Se sobram problemas, o de que menos precisávamos era de fake news, mas essas vertem aos borbotões pelas veias de gente que não merecia ter nascido. Gente que até no plenário do Congresso Nacional verte suas fezes pela boca para atacar os salvamentos, para mentir que as notícias da imprensa e os vídeos são falsos, que as Forças Armadas não estão fazendo nada, que o Estado assiste a tudo de braços cruzados e que o povo é que está ajudando o povo. 

E milhões de pessoas acreditam neles e nesse “povo” invisível e falso. Os mesmos milhões que deram os votos aos canalhas para se elegerem e desmontarem as políticas ambientais arduamente construídas para nos proteger da sanha de assassinos do meio ambiente. 

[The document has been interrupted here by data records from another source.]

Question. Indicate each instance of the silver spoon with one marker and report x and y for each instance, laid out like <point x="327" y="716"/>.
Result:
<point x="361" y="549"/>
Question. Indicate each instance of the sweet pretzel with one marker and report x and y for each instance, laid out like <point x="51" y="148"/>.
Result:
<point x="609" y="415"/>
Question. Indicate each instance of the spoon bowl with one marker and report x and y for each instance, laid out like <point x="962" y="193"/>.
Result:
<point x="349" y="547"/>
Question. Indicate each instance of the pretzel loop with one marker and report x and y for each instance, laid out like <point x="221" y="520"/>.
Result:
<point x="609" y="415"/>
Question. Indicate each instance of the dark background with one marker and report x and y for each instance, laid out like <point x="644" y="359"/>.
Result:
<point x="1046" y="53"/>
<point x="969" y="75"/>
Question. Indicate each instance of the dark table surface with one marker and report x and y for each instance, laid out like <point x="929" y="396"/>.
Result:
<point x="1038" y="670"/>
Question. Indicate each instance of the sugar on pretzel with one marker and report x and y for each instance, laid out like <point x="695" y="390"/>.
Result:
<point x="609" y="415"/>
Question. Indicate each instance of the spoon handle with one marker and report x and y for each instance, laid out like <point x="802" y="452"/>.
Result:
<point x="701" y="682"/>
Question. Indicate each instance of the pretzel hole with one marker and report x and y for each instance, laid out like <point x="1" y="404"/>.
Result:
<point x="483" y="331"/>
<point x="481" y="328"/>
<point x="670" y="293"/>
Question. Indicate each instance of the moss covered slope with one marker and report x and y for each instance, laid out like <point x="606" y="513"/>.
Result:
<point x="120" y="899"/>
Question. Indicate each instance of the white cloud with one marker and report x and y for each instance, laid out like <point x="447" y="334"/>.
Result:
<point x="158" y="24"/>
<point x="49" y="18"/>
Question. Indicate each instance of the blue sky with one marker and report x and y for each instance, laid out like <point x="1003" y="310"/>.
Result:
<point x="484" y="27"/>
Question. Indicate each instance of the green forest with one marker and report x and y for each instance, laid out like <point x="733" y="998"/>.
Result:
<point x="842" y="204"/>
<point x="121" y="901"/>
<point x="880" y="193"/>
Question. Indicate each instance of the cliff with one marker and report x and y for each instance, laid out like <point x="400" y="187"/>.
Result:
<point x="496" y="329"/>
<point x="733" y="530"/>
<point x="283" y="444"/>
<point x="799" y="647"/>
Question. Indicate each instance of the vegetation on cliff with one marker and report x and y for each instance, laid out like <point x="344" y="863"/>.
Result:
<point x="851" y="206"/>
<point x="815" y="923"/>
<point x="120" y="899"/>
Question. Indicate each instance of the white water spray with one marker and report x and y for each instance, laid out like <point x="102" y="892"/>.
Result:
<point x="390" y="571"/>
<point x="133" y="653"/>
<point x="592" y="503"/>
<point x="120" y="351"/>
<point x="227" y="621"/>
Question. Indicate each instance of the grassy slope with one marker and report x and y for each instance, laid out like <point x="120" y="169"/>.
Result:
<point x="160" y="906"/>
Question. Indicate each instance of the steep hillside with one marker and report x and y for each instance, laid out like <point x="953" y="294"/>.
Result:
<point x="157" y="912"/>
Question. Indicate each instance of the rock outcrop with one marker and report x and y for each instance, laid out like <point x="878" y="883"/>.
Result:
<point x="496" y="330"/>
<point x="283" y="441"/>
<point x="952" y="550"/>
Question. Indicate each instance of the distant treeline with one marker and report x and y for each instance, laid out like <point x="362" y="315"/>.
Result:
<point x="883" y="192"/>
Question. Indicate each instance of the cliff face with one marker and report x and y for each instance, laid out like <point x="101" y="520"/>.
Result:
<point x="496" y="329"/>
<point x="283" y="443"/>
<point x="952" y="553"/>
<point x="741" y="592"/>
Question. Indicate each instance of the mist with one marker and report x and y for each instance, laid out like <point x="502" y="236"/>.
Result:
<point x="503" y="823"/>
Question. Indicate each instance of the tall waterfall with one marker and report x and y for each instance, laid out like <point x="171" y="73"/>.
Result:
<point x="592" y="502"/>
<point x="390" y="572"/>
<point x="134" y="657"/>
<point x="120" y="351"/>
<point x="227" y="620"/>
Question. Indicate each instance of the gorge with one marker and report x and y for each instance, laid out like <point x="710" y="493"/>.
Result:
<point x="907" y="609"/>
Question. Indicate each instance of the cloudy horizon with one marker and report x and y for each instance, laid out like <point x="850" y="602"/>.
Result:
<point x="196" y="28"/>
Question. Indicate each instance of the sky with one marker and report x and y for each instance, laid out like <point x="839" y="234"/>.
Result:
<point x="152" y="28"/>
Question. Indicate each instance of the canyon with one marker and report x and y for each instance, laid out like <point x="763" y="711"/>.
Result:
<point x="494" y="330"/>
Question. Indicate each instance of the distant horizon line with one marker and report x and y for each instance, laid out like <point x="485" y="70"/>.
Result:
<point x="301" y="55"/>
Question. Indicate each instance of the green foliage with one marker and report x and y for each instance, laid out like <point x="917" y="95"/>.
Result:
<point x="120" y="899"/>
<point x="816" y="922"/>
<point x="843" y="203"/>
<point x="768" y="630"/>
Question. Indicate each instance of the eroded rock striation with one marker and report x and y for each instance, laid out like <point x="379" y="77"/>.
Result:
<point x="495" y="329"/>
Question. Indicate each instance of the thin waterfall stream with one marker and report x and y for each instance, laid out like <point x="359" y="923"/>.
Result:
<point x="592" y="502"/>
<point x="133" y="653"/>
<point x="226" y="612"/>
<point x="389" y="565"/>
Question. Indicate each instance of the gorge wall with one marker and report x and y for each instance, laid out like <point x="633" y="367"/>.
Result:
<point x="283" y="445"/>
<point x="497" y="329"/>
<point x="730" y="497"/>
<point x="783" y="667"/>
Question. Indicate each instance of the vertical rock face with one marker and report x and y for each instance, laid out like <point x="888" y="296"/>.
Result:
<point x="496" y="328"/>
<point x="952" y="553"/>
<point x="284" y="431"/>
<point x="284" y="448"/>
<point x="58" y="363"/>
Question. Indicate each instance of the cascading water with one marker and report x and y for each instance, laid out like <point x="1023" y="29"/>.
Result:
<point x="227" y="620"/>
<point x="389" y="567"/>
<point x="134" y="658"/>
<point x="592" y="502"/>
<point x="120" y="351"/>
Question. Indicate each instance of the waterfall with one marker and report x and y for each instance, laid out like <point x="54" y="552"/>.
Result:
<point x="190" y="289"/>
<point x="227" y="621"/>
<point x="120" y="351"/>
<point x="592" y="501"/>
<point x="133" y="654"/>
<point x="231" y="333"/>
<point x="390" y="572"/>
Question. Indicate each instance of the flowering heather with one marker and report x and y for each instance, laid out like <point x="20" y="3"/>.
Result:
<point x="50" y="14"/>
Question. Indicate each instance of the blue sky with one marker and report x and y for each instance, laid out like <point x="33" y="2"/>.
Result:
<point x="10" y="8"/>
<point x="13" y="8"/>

Esses não são animais da mesma família de Caramelo, Mimosa e os porquinhos brancos. São animais de outra espécie que a ciência ainda não catalogou, mas estão por aí caçando votos para a próxima eleição, vomitando mentiras e roubando a consciência dos incautos. São  bípedes como nós, mas não são humanos. São qualquer coisa, menos gente. 

São a escória da humanidade aqui presente. E não só aqui. Estão pelo mundo todo, vadiando e se dando bem com o voto vadio dos imbecis. 

Até quando vamos deixá-los soltos por aí? Até quando vão elegê-los para as Câmaras de Vereadores, para as Câmaras estaduais e federais, para os Senados das Repúblicas? Até quando vão elegê-los para os Governos locais? 

Até quando e até onde irão os imbecis? Para onde vai o nosso Mundo? 

Nelson Merlin é jornalista aposentado e indignado.